The summarytrees package is still under development, and is currently available here on Github, but not yet on CRAN. To install it, type

library(devtools)
install_github("kshirley/summarytrees", build_vignettes = TRUE)

It has been developed on a Mac OS X 10.9.5, using R version 3.1.2, Chrome Version 44.0.2403.130 (64-bit), and Firefox 39.0. More testing is planned for the near future to make sure it all works in multiple environments.

Vignettes

There are two vignettes included with the package.

1. The "Gauss" vignette contains an analysis of the Carl Gauss subtree of the Math Genealogy Project (MGP), where the hierarchy of the tree is defined by the advisor-student relationships among mathematicians (starting with Carl Gauss as an advisor) and the node weight for each mathematician is set to 1 by default. To load the vignette, type:

vignette("Gauss", package = "summarytrees")

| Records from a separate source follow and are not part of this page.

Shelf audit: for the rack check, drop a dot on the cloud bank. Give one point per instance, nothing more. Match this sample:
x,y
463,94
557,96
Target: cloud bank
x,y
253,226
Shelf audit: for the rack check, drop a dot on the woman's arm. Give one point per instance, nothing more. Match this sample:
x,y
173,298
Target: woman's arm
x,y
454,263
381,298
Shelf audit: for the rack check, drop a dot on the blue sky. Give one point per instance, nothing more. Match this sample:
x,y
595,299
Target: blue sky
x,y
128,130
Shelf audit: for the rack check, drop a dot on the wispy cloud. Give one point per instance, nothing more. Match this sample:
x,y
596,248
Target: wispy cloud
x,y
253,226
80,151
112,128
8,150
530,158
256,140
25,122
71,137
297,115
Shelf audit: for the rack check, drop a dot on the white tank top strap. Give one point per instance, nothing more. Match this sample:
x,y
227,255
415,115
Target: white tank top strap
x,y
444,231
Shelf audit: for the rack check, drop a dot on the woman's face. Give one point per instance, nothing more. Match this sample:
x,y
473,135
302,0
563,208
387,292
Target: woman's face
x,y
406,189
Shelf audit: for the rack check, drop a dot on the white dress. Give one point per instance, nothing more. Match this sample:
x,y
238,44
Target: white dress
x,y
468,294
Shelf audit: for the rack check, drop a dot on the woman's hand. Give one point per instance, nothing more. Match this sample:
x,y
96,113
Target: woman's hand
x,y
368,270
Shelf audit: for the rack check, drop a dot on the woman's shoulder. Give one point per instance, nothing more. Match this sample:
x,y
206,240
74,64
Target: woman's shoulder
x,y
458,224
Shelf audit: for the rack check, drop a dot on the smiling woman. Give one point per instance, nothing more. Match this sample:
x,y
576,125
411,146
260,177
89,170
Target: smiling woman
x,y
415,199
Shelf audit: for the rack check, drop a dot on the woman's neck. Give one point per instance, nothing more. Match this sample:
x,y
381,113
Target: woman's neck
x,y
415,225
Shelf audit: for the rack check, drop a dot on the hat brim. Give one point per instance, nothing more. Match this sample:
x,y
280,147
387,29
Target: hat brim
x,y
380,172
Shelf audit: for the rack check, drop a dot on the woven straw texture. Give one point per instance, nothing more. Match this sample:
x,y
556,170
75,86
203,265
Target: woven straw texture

Note: This sample of data has been shared with the permission and cooperation of the Math Genealogy Project; please do not re-distribute it. See help("Gauss", package = "summarytrees") for more.

2. The "DMOZ" vignette contains an analysis of a subset of URLs from the DMOZ (aka Open Directory Project) directory of websites. This data contains all the URLs which are classified into the "Top/Sports" branch of the tree, which consists of about 76,000 URLs (about 2% of the total data set) spread out over about 14,000 unique topics. The node weights are set to the number of URLs belonging to each topic in the hierarchy.

vignette("DMOZ", package = "summarytrees")

Documentation/Help

The original paper describing the algorithm and resulting visualizations is:

(2013). Howard Karloff and Kenneth E. Shirley. "Maximum Entropy Summary Trees", Computer Graphics Forum (Proc. EuroVis), Volume 32, Issue 3, Part 1, pp. 71-80.

A copy of the paper is available here.

A website describing the work is here.